Members of the Bosnian community and, seated from left to right,Brenda Dinsdale, Hon Life President Newcastle Reform Synagogue; Hakija Stitkovac; Ruth Heyman

Described by Kofi Annan, then Secretary –General of the United Nations in 2005, as “the worst crime on European soil since the Second World War”, the massacre of more than 8,000 Bosnian Muslims on 11 July 1995 remains a vivid memory for the Bosnian community in Newcastle.

Newcastle Reform Synagogue hosted a memorial service on the nearest Shabbat to the disaster, 8 July, inviting members of Bosnian community to attend and, indeed to participate as Brenda Dinsdale explains.

Smajo Beso contacted the synagogue, detailing the history of mutual respect, understanding, support and togetherness which had been an intrinsic part of Bosnian and Jewish history. Ruth Heyman, Education Officer for the synagogue led the service, supported by Warden,Benny Ross, which included special prayers written for the Bosnian community. Hakija Stitkovac addressed the congregation, stressing that Jews and Bosnians share a true understanding of the real meanings of persecution and the resulting and long lasting traumas of the aftermath.

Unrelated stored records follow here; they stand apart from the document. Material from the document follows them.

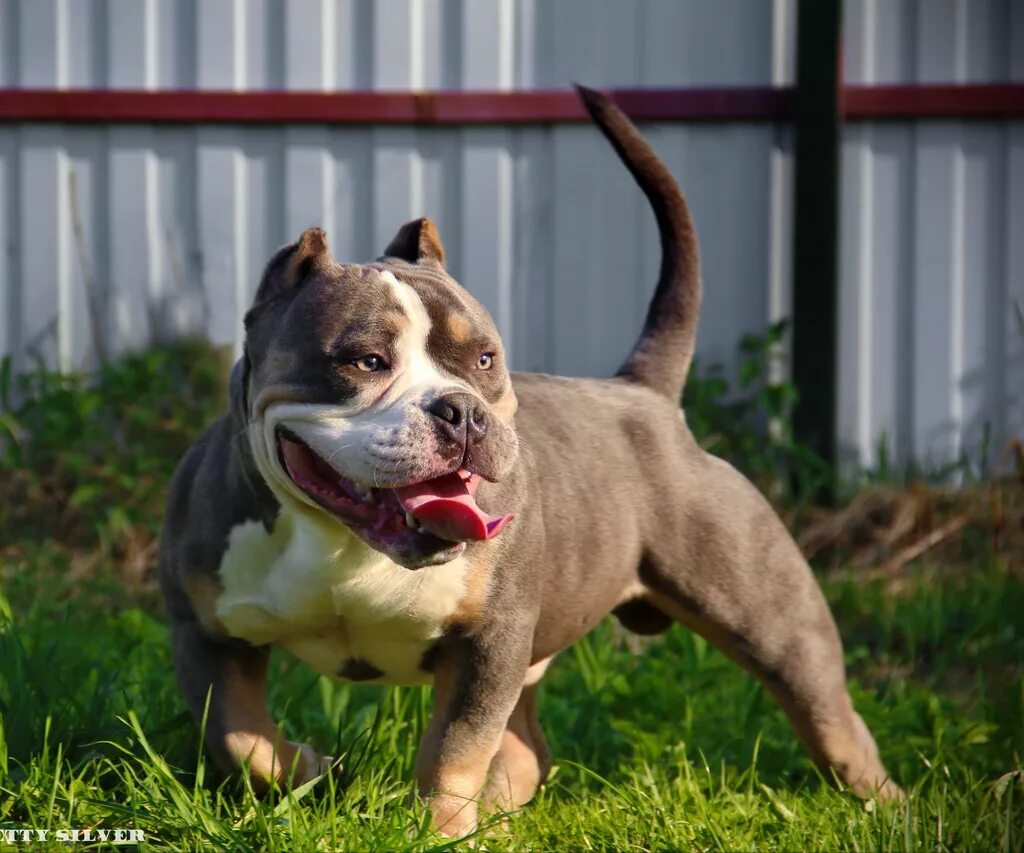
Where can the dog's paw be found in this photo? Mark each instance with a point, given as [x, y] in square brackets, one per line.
[453, 816]
[312, 764]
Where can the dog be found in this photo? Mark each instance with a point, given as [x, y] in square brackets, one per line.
[388, 503]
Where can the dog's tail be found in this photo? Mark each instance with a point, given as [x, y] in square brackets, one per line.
[663, 354]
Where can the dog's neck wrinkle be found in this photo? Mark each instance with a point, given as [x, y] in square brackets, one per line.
[243, 465]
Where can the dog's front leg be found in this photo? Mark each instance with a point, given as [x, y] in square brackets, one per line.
[477, 681]
[239, 727]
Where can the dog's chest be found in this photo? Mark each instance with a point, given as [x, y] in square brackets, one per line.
[343, 608]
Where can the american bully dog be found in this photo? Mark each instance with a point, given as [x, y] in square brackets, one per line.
[389, 504]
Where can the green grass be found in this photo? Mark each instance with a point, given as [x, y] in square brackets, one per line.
[670, 749]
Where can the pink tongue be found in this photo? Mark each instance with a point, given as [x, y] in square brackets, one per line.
[446, 508]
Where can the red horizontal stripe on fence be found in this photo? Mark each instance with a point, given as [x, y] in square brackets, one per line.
[934, 101]
[469, 108]
[118, 105]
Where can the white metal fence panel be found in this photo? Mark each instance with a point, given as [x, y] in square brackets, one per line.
[161, 229]
[932, 270]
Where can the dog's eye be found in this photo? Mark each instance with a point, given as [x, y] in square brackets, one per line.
[370, 364]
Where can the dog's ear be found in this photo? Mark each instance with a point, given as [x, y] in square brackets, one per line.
[416, 242]
[292, 265]
[238, 388]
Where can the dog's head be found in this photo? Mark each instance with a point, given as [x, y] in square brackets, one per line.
[378, 394]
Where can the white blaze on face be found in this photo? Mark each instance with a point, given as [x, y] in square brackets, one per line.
[358, 438]
[417, 373]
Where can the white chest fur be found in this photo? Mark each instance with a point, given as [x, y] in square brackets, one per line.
[316, 590]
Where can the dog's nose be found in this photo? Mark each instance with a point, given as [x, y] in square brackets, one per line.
[461, 416]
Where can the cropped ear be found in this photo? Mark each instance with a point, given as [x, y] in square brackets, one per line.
[417, 241]
[293, 264]
[238, 388]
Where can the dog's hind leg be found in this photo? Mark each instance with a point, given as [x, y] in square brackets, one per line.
[732, 573]
[523, 760]
[239, 726]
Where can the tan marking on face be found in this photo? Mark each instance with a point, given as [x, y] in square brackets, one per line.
[280, 360]
[204, 593]
[506, 407]
[397, 323]
[460, 328]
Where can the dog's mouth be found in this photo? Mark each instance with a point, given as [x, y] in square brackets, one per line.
[417, 523]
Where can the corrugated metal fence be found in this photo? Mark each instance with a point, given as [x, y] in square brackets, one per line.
[116, 235]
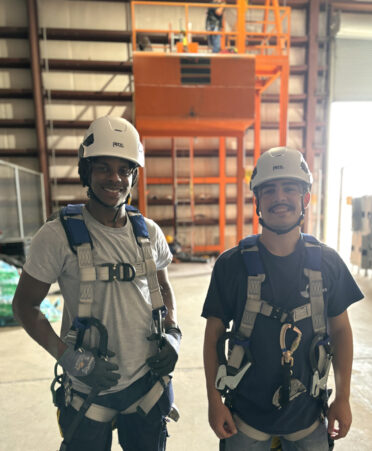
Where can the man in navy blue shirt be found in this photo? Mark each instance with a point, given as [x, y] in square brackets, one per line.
[280, 393]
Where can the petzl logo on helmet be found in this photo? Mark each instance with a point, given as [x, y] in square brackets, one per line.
[278, 167]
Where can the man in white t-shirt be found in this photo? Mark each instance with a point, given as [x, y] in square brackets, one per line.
[139, 354]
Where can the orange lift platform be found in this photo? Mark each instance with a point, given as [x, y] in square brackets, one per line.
[184, 94]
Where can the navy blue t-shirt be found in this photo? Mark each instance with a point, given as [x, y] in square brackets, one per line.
[286, 287]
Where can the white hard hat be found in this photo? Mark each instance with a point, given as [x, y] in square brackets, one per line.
[112, 137]
[278, 163]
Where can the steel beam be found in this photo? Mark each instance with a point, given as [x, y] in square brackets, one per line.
[38, 99]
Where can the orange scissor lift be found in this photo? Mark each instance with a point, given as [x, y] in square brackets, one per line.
[184, 94]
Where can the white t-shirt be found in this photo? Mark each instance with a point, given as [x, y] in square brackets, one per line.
[123, 307]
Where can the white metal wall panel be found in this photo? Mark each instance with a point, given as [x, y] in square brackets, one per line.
[352, 59]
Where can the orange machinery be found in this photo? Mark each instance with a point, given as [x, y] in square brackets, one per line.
[205, 94]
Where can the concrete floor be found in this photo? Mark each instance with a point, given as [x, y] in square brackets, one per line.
[28, 420]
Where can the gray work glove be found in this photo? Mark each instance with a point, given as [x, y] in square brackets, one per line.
[164, 361]
[89, 368]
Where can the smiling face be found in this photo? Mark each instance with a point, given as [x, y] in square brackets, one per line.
[111, 179]
[280, 202]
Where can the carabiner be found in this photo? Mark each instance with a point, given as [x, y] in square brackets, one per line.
[287, 352]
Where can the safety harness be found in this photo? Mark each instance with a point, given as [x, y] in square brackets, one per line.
[81, 244]
[231, 370]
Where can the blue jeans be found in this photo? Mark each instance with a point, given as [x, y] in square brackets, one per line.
[316, 441]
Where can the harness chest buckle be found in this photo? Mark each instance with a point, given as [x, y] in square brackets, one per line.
[124, 272]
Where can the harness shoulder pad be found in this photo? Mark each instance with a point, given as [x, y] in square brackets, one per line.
[137, 221]
[313, 256]
[251, 256]
[74, 225]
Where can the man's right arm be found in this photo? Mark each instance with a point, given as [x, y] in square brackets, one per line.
[220, 418]
[26, 307]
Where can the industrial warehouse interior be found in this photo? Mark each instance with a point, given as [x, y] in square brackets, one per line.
[293, 73]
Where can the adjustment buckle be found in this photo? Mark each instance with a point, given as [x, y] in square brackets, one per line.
[277, 313]
[123, 272]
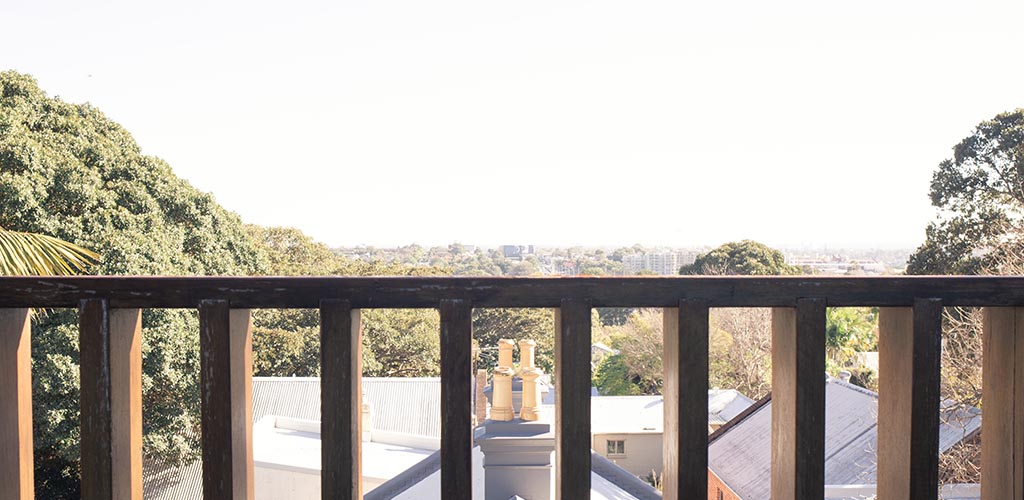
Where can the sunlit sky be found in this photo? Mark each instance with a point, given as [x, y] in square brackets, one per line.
[595, 123]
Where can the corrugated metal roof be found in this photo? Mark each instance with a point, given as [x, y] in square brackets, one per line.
[741, 455]
[611, 414]
[392, 401]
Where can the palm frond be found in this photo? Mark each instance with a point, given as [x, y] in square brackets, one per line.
[34, 254]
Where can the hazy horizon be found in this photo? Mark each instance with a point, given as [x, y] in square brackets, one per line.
[597, 124]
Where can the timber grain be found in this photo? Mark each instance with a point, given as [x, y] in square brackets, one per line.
[306, 292]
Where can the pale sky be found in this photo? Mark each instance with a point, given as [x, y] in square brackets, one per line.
[594, 123]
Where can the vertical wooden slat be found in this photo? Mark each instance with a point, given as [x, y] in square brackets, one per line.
[126, 402]
[572, 379]
[224, 377]
[925, 405]
[909, 348]
[1003, 384]
[685, 391]
[341, 369]
[798, 401]
[457, 400]
[895, 388]
[242, 403]
[111, 401]
[15, 405]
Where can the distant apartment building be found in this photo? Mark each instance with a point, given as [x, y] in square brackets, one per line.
[658, 263]
[517, 251]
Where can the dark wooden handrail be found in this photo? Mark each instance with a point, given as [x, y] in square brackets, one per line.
[391, 292]
[910, 332]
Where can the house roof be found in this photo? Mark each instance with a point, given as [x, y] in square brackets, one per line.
[391, 401]
[422, 482]
[638, 414]
[740, 453]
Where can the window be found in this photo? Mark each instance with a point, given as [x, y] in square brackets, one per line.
[616, 448]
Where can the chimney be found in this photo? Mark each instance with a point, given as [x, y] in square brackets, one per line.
[530, 410]
[526, 353]
[501, 406]
[517, 459]
[481, 403]
[530, 385]
[505, 347]
[517, 453]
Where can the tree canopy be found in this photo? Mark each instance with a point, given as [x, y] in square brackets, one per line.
[743, 257]
[979, 194]
[68, 171]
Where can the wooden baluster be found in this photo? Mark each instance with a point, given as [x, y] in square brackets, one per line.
[685, 393]
[1003, 425]
[15, 405]
[909, 347]
[457, 400]
[798, 416]
[225, 376]
[111, 365]
[572, 381]
[341, 401]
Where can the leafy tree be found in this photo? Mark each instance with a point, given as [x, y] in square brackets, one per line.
[67, 170]
[612, 377]
[743, 257]
[400, 343]
[848, 331]
[639, 342]
[979, 194]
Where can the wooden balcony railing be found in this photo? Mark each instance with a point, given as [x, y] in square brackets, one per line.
[909, 331]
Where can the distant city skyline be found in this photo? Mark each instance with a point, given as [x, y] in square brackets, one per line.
[597, 124]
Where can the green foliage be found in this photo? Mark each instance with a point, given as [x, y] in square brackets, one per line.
[637, 367]
[400, 343]
[68, 171]
[979, 200]
[744, 257]
[29, 253]
[848, 331]
[612, 377]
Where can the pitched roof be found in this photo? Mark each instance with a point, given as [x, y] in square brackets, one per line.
[637, 414]
[740, 453]
[391, 401]
[608, 482]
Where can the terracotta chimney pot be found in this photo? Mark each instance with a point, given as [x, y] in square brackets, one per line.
[527, 352]
[505, 347]
[501, 406]
[530, 391]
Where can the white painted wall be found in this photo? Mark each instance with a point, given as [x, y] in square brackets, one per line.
[643, 451]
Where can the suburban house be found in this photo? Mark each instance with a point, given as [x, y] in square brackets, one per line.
[628, 429]
[739, 453]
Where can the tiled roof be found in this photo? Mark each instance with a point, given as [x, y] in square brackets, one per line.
[740, 456]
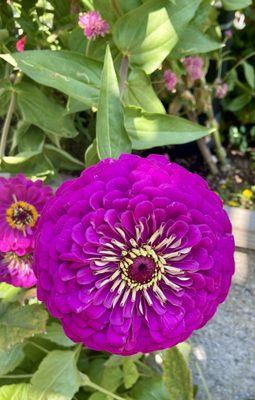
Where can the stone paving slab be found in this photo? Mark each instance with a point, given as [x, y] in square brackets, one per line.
[225, 348]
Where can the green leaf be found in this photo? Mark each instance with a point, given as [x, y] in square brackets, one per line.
[43, 111]
[15, 392]
[61, 159]
[31, 140]
[139, 92]
[181, 12]
[148, 42]
[130, 372]
[10, 359]
[249, 74]
[57, 375]
[19, 322]
[112, 139]
[55, 334]
[30, 163]
[8, 292]
[150, 389]
[71, 73]
[193, 41]
[73, 106]
[177, 376]
[152, 130]
[239, 102]
[91, 156]
[231, 5]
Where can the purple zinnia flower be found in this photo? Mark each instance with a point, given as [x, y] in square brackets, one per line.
[194, 67]
[170, 79]
[133, 255]
[21, 203]
[17, 269]
[93, 24]
[221, 90]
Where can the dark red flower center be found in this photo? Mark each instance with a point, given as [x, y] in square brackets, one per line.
[142, 270]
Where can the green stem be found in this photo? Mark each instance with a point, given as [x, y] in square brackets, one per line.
[16, 376]
[87, 47]
[239, 63]
[87, 382]
[7, 124]
[201, 375]
[115, 7]
[123, 74]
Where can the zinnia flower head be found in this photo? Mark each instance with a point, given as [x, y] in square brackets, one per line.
[221, 90]
[93, 24]
[194, 67]
[133, 255]
[170, 79]
[17, 269]
[21, 203]
[20, 44]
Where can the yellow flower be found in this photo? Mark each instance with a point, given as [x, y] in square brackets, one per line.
[233, 203]
[247, 194]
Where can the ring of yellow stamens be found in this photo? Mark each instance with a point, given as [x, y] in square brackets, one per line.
[128, 260]
[21, 215]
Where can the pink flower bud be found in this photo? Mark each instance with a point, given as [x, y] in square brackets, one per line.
[20, 44]
[194, 67]
[170, 80]
[93, 25]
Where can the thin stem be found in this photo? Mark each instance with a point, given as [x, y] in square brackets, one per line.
[87, 47]
[87, 382]
[123, 74]
[201, 375]
[115, 7]
[239, 63]
[16, 376]
[7, 124]
[38, 346]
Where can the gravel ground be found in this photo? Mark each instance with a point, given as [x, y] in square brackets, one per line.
[225, 348]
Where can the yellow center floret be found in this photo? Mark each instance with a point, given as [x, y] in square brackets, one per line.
[21, 215]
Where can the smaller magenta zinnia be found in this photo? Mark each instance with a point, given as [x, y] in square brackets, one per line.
[21, 203]
[16, 269]
[93, 24]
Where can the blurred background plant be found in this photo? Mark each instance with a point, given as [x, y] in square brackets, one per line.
[186, 74]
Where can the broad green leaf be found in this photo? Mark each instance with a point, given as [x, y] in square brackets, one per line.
[148, 42]
[19, 391]
[32, 140]
[71, 73]
[139, 92]
[112, 139]
[249, 74]
[91, 156]
[193, 41]
[10, 359]
[231, 5]
[177, 376]
[152, 130]
[43, 111]
[31, 163]
[181, 12]
[8, 292]
[19, 322]
[57, 375]
[150, 389]
[55, 333]
[73, 106]
[61, 159]
[239, 102]
[130, 372]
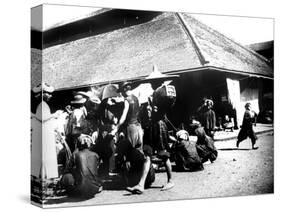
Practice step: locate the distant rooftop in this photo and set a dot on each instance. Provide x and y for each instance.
(261, 46)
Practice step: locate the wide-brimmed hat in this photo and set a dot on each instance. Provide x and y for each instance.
(126, 84)
(247, 105)
(44, 87)
(78, 99)
(157, 76)
(182, 134)
(89, 95)
(109, 91)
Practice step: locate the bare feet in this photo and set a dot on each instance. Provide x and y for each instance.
(137, 189)
(168, 186)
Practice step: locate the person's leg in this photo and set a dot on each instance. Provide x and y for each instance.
(169, 184)
(241, 136)
(139, 188)
(253, 138)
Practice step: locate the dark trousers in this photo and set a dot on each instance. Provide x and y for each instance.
(246, 132)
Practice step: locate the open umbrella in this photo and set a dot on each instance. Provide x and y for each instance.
(157, 76)
(109, 91)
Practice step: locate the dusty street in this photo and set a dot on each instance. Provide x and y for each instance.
(236, 172)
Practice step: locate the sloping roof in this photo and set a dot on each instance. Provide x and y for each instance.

A moving account of how Kada Hotić lost her son, husband and brother in Srebrenica was read by Irena Mujacic Carlton. Kada and thousands of other women joined together to form the Mothers of Srebrencia Association because they had no knowledge of what had happened to their loved ones. Kada herself had been separated from her male relatives and, after calling her son Samer back to say goodbye as they were walking towards the UN base and possible safety, she never saw him again.

People in the congregation were visibly moved by Irena’s words. She had warned that some of the descriptions of events were graphic, and as the story unfolded and we heard of women being raped and children murdered, we could not help but see parallels between the events of 1992 and the atrocities of the Nazi regime.

Thanking the community, Irena said: “I felt today that the suffering which happened in Srebrenica was deeply understood in this small community in the North East of England. That is so humbling and I hope that in times to come we will be able to continue developing and nurturing this relationship”.

During the Kiddush which followed the service, the two communities were able to mingle, share experiences and establish links for the future.